İlginç bir kitap okumak isteyenlere önerilir.
çoğu zaman tamamlasa mıydım diye rafta baktığım bir kitap


içinden birkaç yazı:
* bu kitap harika bir kaçış kitabıdır

*Kendimi alt etmek zorunda kaldım

*sınırları evrene uzanan bir okul hayal ettim

*Bireysel bir devrim düşledim

*yıllardır uyutularak kabullenmeye zorlandığım durumum, anestezi etkisinin aniden dağılmaya başlamasıyla ilişkimizin ne denli anlamsız olduğunu ve ruhumun yıllarca nasıl bir acıya maruz kaldığını  fark ettim

*bağımlı olmak, istem dışı bile olsa, her zaman kişisel bie seçimdir. Hiç kimse veya hiçbirşey, seni bağımlı olmaya zorlayamaz, ancak bunu sen yaparsın

*sana dayatılan sahte uykundan uyanmanın zamanı geldi

*Her insan yeniden doğmadan önce mutlaka " ölmelidir"
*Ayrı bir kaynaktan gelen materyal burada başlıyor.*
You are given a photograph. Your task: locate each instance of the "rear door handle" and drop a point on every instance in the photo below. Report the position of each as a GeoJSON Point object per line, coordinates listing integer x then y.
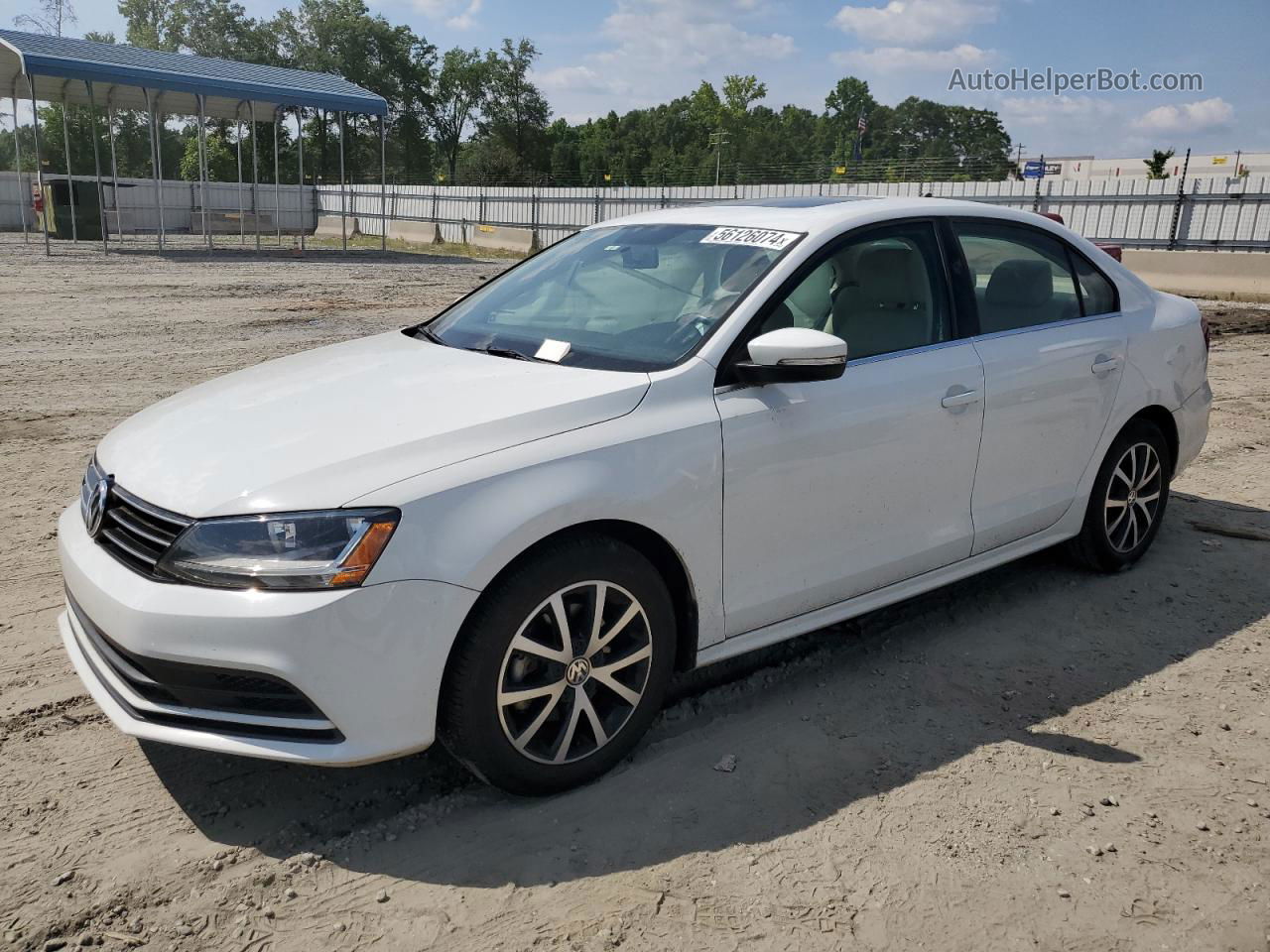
{"type": "Point", "coordinates": [964, 398]}
{"type": "Point", "coordinates": [1105, 365]}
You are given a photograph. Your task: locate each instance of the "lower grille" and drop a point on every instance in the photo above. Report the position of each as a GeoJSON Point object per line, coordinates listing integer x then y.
{"type": "Point", "coordinates": [182, 694]}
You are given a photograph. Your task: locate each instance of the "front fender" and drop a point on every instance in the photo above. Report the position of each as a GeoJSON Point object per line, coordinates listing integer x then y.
{"type": "Point", "coordinates": [659, 467]}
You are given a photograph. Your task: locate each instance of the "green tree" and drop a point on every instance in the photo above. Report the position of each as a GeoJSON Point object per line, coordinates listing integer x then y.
{"type": "Point", "coordinates": [515, 112]}
{"type": "Point", "coordinates": [1159, 163]}
{"type": "Point", "coordinates": [458, 95]}
{"type": "Point", "coordinates": [53, 18]}
{"type": "Point", "coordinates": [154, 24]}
{"type": "Point", "coordinates": [221, 158]}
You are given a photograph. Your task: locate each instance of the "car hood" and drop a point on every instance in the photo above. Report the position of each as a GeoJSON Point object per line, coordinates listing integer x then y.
{"type": "Point", "coordinates": [324, 426]}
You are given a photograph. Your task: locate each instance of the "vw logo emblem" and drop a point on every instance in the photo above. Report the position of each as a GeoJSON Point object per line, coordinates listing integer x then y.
{"type": "Point", "coordinates": [576, 671]}
{"type": "Point", "coordinates": [95, 509]}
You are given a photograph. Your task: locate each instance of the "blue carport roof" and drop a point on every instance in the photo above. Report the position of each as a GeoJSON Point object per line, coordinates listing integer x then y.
{"type": "Point", "coordinates": [60, 64]}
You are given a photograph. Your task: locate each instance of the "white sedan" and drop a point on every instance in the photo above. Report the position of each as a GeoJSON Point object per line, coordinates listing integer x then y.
{"type": "Point", "coordinates": [665, 440]}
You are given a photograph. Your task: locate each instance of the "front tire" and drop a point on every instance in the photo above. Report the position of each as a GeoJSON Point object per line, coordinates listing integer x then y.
{"type": "Point", "coordinates": [561, 667]}
{"type": "Point", "coordinates": [1127, 502]}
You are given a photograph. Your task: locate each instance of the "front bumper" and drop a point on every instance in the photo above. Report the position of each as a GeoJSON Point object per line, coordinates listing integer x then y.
{"type": "Point", "coordinates": [370, 658]}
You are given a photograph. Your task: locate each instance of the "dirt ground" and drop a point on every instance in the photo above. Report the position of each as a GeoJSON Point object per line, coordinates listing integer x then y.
{"type": "Point", "coordinates": [1034, 760]}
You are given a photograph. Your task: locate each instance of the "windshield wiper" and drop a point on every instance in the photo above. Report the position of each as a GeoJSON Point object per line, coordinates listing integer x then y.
{"type": "Point", "coordinates": [507, 352]}
{"type": "Point", "coordinates": [427, 333]}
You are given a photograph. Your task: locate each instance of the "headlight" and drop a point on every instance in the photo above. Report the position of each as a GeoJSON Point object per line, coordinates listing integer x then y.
{"type": "Point", "coordinates": [322, 549]}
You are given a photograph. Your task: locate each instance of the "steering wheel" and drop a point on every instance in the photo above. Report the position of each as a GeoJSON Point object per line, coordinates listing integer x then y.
{"type": "Point", "coordinates": [693, 327]}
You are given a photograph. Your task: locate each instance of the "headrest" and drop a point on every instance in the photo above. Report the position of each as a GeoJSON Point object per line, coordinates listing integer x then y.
{"type": "Point", "coordinates": [1020, 282]}
{"type": "Point", "coordinates": [889, 275]}
{"type": "Point", "coordinates": [812, 295]}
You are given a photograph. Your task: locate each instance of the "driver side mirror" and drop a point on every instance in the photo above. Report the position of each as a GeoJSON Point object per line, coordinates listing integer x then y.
{"type": "Point", "coordinates": [793, 356]}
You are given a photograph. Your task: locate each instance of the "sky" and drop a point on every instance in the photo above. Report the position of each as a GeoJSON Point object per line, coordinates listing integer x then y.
{"type": "Point", "coordinates": [617, 55]}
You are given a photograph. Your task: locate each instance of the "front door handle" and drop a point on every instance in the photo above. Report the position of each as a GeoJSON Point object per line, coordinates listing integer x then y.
{"type": "Point", "coordinates": [1105, 365]}
{"type": "Point", "coordinates": [955, 400]}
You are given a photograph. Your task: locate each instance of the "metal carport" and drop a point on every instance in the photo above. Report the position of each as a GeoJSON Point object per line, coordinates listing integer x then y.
{"type": "Point", "coordinates": [84, 72]}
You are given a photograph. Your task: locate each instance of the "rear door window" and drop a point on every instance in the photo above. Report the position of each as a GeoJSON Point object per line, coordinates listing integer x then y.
{"type": "Point", "coordinates": [1021, 277]}
{"type": "Point", "coordinates": [1096, 291]}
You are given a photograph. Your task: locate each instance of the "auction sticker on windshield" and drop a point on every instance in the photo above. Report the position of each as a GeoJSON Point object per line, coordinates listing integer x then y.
{"type": "Point", "coordinates": [754, 238]}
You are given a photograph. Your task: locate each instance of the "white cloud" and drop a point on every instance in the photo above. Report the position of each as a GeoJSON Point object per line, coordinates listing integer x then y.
{"type": "Point", "coordinates": [651, 51]}
{"type": "Point", "coordinates": [580, 79]}
{"type": "Point", "coordinates": [1047, 111]}
{"type": "Point", "coordinates": [1189, 117]}
{"type": "Point", "coordinates": [683, 35]}
{"type": "Point", "coordinates": [456, 14]}
{"type": "Point", "coordinates": [915, 23]}
{"type": "Point", "coordinates": [893, 59]}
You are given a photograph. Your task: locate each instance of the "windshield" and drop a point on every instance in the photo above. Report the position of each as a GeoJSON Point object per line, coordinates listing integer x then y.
{"type": "Point", "coordinates": [631, 298]}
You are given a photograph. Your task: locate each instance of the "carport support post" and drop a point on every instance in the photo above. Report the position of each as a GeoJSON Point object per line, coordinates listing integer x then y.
{"type": "Point", "coordinates": [40, 167]}
{"type": "Point", "coordinates": [70, 180]}
{"type": "Point", "coordinates": [277, 179]}
{"type": "Point", "coordinates": [114, 167]}
{"type": "Point", "coordinates": [202, 172]}
{"type": "Point", "coordinates": [96, 167]}
{"type": "Point", "coordinates": [255, 176]}
{"type": "Point", "coordinates": [384, 189]}
{"type": "Point", "coordinates": [154, 164]}
{"type": "Point", "coordinates": [343, 213]}
{"type": "Point", "coordinates": [17, 157]}
{"type": "Point", "coordinates": [300, 154]}
{"type": "Point", "coordinates": [238, 128]}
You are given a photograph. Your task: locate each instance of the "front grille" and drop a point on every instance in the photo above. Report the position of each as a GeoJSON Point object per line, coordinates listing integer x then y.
{"type": "Point", "coordinates": [191, 694]}
{"type": "Point", "coordinates": [132, 531]}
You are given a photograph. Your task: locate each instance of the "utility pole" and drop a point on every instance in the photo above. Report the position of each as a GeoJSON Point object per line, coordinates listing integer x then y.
{"type": "Point", "coordinates": [717, 140]}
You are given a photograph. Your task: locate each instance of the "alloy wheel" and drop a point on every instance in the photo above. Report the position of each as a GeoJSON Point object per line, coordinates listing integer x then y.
{"type": "Point", "coordinates": [1133, 497]}
{"type": "Point", "coordinates": [574, 673]}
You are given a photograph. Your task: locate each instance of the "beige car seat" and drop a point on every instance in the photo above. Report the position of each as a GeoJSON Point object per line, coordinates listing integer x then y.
{"type": "Point", "coordinates": [887, 306]}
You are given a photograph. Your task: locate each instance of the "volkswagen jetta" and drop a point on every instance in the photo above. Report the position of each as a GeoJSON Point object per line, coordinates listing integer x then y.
{"type": "Point", "coordinates": [665, 440]}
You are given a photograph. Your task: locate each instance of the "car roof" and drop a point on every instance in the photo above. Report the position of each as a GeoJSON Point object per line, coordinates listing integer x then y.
{"type": "Point", "coordinates": [815, 213]}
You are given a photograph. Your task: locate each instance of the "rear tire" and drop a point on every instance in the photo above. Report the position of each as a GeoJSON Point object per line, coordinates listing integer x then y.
{"type": "Point", "coordinates": [1127, 503]}
{"type": "Point", "coordinates": [541, 694]}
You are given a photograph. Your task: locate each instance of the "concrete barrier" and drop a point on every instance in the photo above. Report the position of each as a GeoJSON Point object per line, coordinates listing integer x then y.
{"type": "Point", "coordinates": [327, 226]}
{"type": "Point", "coordinates": [1230, 276]}
{"type": "Point", "coordinates": [417, 232]}
{"type": "Point", "coordinates": [227, 222]}
{"type": "Point", "coordinates": [497, 236]}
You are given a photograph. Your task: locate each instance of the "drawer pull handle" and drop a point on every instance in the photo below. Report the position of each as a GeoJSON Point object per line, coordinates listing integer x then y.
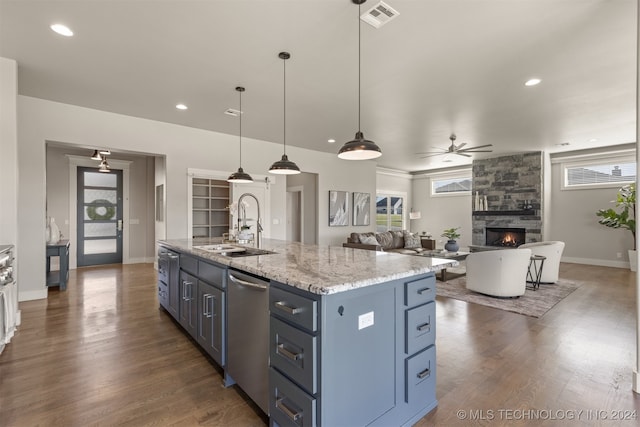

*Ölmek kişinin vizyonunu  bütünüyle altüst etmesidir.

*Hayatımı düzeltmak ne kadar alacak?
 En azından, becerisizlikle harcadığın yılların kadar uzun bir zaman alacaktır

*kendini gözlemleme kendini düzeltmedir

* Düşüncelerin ve duyguların suç ortaklığı...

* Bir kişi yaşamındaki olayları değil, yalnızca onları göğüsleme biçmini değitirebilir.

* Yaşantında her şey tekrar ediyor... Aynı olaylar defalarca aynı şekilde yaşanıyor, çünkü onları değişmek istemiyorsun. Yine şikayet ediyor, yine dünyayı suçluyor ve yine dışarıdan birilerini seni incittiğine ya da sana felaket getirdiğine inanıyorsun.

* Zamanın bu döngüsüne sıkışıp kalmış bir kişinin gerçek bir geleceği olamaz;
  yalnızca tekrar tekrar yaşadığı bir geçmişi olur.

* iyileşme yüreğin derinliklerinden gelir

* Yaşantının tavan arasına, yani onun en karanlık köşelerine girmek üzereyiz dedi. şimdi biraz temizlik ve yüklerdenn kurtulma zamanı

* Tüketmem gereken herşeyi tüketmiştim; sözcükler, anılar, gözyaşları...

*Değişmek için seni programlayan düzenle mücadele etmen gerekecek!
 Tüm bakış açılarını tepetaklak edeceksin. Ancak bu şekilde ve uzun bir çalışmayla kaderini değiştirebilirsin.

* bir azizlede karşılaşsa hırsızın gözü daima onun cebinde olacaktır.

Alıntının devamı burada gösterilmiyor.